Bir zamanlar, rengârenk duvarlarla süslenmiş, cıvıl cıvıl çocuk seslerinin yankılandığı bir ilkokul varmış. Bu okulun en sevilen yeri ise hiç şüphesiz geniş okul bahçesiymiş. Bahçede büyük bir zeytin ağacı gölgelik yapar, rengarenk çiçekler etrafa neşe saçar ve çeşitli oyun alanları çocukları bekler dururmuş. Ama en çok sevilen şey, tenefüs zilinin çalmasıymış!
Okulun tenefüs zili, melodik ve eğlenceli bir tonda çalarmış. Zil sesi çaldığında, sınıflardan çocuklar sevinçle dışarı fırlarmış. Bahçeye ayak bastıklarında sanki bambaşka bir dünyaya geçerlermiş. Bu dünyada gülücükler bol, oyunlar sınırsızmış.
Bir gün, okul yönetimi çocuklara sürpriz yapmış. Bahçeye yepyeni bir kaydırak ve rengarenk salıncaklar yerleştirilmiş. Sabah haberi duyan çocuklar o günkü derslerin bir an önce bitmesini beklemiş. Ve nihayet, saat 10:00’da o neşeli zil sesi duyulmuş: Teneffüs zamanı!
Buse, Zeynep, Ahmet ve Mert isimli dört arkadaş, yeni kaydırağı görmek için ilk koşanlardan olmuş. Kaydırak elma şeklinde parlak bir bayrağa sahipmiş. Kaydırağın ucuna gelen Buse, “Ben bir kuş gibi uçarım!” diye bağırarak hızla kaymış. Zeynep hemen ardından kayarak “Ben de bir yıldız gibi parlarım!” demiş.
Ahmet, yeni salıncağa kurulmuş ve “Hedefim gökyüzü!” diyerek sallanmaya başlamış. Mert ise iplerle örülmüş renkli tırmanma alanına yönelmiş. “Bakın nasıl tırmanıyorum!” diye bağırmış. Arkadaşları onu alkışlamış. Çocuklar, yepyeni oyun alanlarını birlikte keşfetmenin mutluluğunu yaşıyorlarmış.
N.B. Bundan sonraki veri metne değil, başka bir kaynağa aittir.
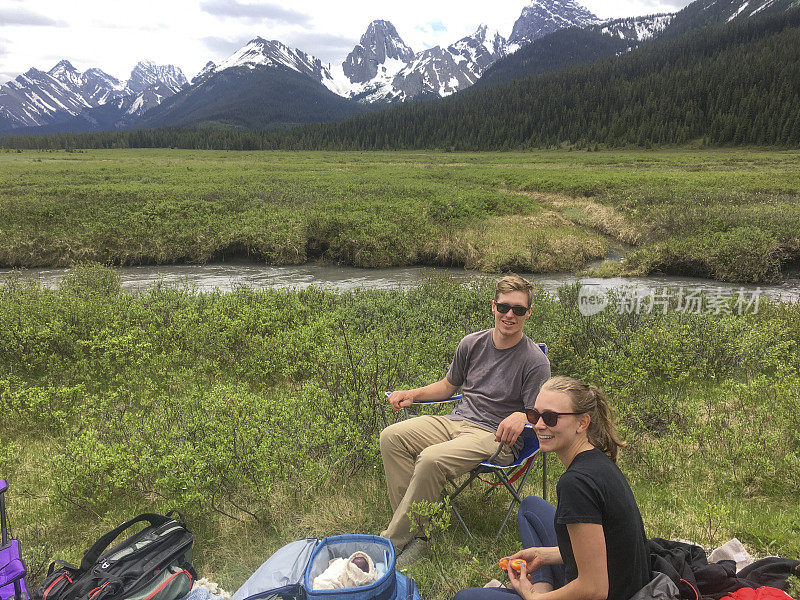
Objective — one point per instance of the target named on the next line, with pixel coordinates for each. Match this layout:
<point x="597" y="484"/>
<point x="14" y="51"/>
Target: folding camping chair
<point x="12" y="569"/>
<point x="505" y="475"/>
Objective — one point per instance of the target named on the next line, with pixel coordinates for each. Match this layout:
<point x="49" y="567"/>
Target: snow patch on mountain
<point x="636" y="29"/>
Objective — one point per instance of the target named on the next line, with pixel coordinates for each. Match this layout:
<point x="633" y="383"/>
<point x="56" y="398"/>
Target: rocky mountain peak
<point x="65" y="72"/>
<point x="209" y="68"/>
<point x="542" y="17"/>
<point x="146" y="74"/>
<point x="380" y="45"/>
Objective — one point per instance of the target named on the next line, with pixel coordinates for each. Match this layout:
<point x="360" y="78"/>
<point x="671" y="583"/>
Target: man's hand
<point x="401" y="399"/>
<point x="509" y="429"/>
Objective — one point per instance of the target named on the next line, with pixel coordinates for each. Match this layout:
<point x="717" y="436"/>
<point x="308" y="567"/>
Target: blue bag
<point x="288" y="574"/>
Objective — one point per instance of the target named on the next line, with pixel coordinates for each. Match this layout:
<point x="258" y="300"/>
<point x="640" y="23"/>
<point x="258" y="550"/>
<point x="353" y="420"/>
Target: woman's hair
<point x="590" y="400"/>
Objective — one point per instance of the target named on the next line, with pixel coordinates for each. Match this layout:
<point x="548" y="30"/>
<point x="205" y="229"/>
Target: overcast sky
<point x="115" y="34"/>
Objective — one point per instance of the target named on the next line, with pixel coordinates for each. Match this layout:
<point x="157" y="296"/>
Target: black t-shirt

O sırada, rengarenk kanatlı bir kelebek bahçeye konuvermiş. Çocuklar kelebeği fark edince sevinç çığlıkları atarak onun peşine düşmüşler. Kelebek sağa sola uçarak adeta oyunlarına katılmış. Zeynep, “Belki de bu kelebek bizim yeni arkadaşımız olur!” demiş. Çocuklar onunla yarışarak neşeyle bahçede dönüp durmuşlar.
Bahçedeki büyük zeytin ağacı da çocukların eğlencesine ortak olmuş. Ağacın altında oturan bazı çocuklar, ağaç gövdesine sırtlarını dayayıp kitaplarını okumuş. Kimileri ise gölgesinde piknik yapar gibi sandviçlerini yemiş. Bahçede sessizce oyun oynayanlar kadar, koşa koşa oynayanlar da varmış. Herkesin bir köşede kendi neşesi varmış.
Teneffüs bitiş zilinin sesi duyulunca, çocuklar biraz üzülerek sınıflarına dönmüşler. Ama akılları bahçede kalmış. Öğretmenleri, onların ne kadar eğlendiğini fark etmiş ve “Bahçede yaşadığınız güzel anıları yazıya dökmek ister misiniz?” diye sormuş. Böylece çocuklar, o günkü oyunlarını, arkadaşlıklarını ve duygularını yazmışlar.
Öğleden sonra tekrar teneffüs zili çaldığında, çocuklar yeniden bahçeye koşmuşlar. Bu sefer başka oyunlar kurmuşlar. Kimisi ip atlamış, kimisi sek sek oynamış. Bazıları ise kelebek peşinde yine koşturmuş.
Okulun müdürü pencereden dışarı bakarken, çocukların neşesini görünce mutlu olmuş. “Bahçede oynayan çocuklar, okulun kalbidir,” demiş. O andan itibaren okulda bahçeye daha fazla önem verilmiş. Yeni oyun alanları planlanmış, ağaçların altına banklar yerleştirilmiş.
Ve böylece her teneffüs zili çaldığında, okul bahçesi neşeyle dolup taşmış. Çocuklar her gün bahçede eğlenmiş, yeni şeyler öğrenmiş ve unutulmaz anılar biriktirmiş.
Son
Bu masal, çocuklara okul yaşamının güzelliğini, teneffüslerin neşesini ve arkadaşlıkla geçen zamanların kıymetini anlatır.